Published in The News International on July 23, 2011:
On June 28, a notification of the Government of Pakistan articulated a plan for completing the process of devolving many subjects, including health, as part of the final stages of implementing the 18th Constitutional Amendment. As a consequence, the Ministry of Health (MoH) was abolished and Pakistan became the first federal country in the world without any central coordination for health.
Whilst making this change, those at the decision making helm, however, rightly understood that there are “national” roles in health, which cannot be devolved and retained them at the “federal” level. This notwithstanding, the Commission, charged with the responsibility of implementing the amendment opted for a “cut-and-chop” formula for the MoH, housing various institutions and functions either under the command of seven other divisions—Inter-provincial coordination, Capital Administration and Development, Cabinet, Planning, Economic Affairs, States and Frontiers Affairs, and Federal Bureau of Statistics (FBS)—or merging them with other institutions.

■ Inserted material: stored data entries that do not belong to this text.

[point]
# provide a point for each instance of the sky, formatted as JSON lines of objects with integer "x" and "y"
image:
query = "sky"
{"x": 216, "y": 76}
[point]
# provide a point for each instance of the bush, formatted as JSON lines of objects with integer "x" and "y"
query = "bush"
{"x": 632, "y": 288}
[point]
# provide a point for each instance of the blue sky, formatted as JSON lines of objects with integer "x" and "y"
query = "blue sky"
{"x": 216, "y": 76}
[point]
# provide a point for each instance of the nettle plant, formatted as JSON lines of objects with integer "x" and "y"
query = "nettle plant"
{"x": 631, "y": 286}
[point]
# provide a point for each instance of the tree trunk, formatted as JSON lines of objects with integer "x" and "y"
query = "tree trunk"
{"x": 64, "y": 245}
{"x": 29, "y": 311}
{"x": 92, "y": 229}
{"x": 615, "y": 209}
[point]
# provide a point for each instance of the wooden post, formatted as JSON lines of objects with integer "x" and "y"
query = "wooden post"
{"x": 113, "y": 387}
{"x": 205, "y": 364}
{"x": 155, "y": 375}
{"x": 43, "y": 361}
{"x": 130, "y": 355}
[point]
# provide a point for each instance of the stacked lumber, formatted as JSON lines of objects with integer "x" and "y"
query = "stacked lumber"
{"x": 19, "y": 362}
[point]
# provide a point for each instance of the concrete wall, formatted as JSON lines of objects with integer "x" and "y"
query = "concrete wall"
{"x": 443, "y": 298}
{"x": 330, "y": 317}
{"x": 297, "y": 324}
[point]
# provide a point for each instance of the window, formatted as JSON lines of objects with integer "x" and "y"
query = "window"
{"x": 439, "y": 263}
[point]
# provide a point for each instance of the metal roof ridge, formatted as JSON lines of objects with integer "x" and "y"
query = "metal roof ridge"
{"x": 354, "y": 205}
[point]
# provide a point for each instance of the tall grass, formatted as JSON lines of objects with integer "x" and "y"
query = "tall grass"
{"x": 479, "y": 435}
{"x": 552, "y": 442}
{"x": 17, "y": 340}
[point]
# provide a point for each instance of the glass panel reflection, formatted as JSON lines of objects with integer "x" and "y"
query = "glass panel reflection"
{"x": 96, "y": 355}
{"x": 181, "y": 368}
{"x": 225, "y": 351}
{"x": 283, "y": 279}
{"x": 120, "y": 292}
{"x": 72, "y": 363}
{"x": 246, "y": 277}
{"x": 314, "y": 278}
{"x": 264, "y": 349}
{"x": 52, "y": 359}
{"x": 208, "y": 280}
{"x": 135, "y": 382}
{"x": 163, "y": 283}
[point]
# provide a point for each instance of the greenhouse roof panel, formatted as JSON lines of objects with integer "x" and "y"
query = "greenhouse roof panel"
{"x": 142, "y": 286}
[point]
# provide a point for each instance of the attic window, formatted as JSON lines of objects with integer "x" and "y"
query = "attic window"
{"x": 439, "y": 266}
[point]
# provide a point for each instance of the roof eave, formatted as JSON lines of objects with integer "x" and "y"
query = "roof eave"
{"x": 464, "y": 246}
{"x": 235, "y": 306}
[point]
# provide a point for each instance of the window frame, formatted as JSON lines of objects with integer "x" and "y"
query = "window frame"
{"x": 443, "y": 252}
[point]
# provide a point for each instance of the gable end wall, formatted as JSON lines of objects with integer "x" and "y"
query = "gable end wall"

Within this context, I will try to be as constructive as possible in this comment in offering a way forward. Let me begin by reiterating my support for the process of devolution, a broader state reform measure, in Pakistan. But let me also emphasize that such bold measures need to be preceded and followed by careful planning with respect to consensus-driven incremental transfer of responsibilities and a concerted focus on building capacity. This places a huge onus of responsibly on those leading the reform process to ensure that the premise enshrined in the process of devolution—provincial empowerment as a means of strengthening the federation and improving governance capability—is actualized.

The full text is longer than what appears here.